Degradation of Feature Space in Continual Learning
Chiara Lanza, Roberto Pereira, Marco Miozzo, Eduard Angelats, Paolo Dini
TL;DR
This work investigates whether enforcing isotropy in feature spaces benefits continual learning (CL). Using contrastive CL methods and isotropy metrics on CIFAR-10/100, it shows that isotropy regularization often harms downstream accuracy and that isotropy in CL does not reliably predict representation quality. The study introduces IsoEntropy alongside IsoScore and synthetic baselines to interpret high-dimensional isotropy, and evaluates several CL techniques (e.g., Co2L, SupCon, SupCP, NCI) with and without isotropy regularization. The findings caution against treating isotropy as a universal inductive bias in CL and highlight the need for geometry-aware regularizers that account for the non-stationary, sequential nature of continual tasks.
Abstract
Centralized training is the standard paradigm in deep learning, enabling models to learn from a unified dataset in a single location. In such setup, isotropic feature distributions naturally arise as a mean to support well-structured and generalizable representations. In contrast, continual learning operates on streaming and non-stationary data, and trains models incrementally, inherently facing the well-known plasticity-stability dilemma.

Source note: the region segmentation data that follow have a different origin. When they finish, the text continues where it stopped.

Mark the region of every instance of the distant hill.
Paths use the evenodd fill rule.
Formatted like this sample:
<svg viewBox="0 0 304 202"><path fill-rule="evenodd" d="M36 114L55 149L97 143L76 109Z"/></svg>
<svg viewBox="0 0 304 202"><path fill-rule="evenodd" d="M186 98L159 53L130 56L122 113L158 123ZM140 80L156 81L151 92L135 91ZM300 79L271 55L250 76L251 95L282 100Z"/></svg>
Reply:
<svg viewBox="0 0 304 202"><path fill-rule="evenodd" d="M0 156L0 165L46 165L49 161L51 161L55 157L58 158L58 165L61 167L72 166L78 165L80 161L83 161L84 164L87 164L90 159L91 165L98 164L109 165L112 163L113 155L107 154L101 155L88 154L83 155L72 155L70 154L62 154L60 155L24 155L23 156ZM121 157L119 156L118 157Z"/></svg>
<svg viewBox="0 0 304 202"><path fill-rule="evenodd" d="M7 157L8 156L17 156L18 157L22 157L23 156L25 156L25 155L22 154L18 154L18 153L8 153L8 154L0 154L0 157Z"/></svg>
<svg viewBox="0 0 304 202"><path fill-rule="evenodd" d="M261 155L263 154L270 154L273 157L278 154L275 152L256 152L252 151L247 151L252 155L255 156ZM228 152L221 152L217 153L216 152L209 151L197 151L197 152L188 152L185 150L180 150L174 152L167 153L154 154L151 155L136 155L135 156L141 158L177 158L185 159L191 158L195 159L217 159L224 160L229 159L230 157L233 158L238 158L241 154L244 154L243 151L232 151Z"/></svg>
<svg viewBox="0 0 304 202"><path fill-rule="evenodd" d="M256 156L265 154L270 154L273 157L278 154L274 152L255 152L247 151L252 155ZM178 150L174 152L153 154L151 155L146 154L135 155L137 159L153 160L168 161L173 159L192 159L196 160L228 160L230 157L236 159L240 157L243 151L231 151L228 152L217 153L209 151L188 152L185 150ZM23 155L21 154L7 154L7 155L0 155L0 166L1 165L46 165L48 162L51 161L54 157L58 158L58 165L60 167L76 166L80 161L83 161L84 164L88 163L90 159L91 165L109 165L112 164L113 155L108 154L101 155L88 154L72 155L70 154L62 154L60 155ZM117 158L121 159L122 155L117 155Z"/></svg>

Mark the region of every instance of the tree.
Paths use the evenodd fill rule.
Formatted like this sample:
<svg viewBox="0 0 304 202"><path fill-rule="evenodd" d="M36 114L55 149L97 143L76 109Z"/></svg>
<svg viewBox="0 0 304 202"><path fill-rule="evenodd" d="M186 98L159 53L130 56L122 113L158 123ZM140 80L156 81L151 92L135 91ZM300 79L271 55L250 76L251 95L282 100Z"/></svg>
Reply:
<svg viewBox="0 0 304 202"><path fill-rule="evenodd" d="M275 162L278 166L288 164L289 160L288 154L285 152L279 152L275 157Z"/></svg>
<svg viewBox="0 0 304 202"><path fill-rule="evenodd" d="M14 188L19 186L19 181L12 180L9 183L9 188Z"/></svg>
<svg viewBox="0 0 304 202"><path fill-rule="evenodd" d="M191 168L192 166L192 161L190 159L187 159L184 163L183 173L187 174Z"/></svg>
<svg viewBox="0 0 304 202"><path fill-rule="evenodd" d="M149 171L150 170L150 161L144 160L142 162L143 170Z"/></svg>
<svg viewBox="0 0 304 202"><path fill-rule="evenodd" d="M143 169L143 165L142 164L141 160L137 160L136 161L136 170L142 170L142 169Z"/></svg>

In such settings, learning dynamics tends to yield increasingly anisotropic feature space. This arises a fundamental question: should isotropy be enforced to achieve a better balance between stability and plasticity, and thereby mitigate catastrophic forgetting? In this paper, we investigate whether promoting feature-space isotropy can enhance representation quality in continual learning. Through experiments using contrastive continual learning techniques on CIFAR-10 and CIFAR-100 data, we find that isotropic regularization fails to improve, and can in fact degrade, model accuracy in continual settings. Our results highlight essential differences in feature geometry between centralized and continual learning, suggesting that isotropy, while beneficial in centralized setups, may not constitute an appropriate inductive bias for non-stationary learning scenarios.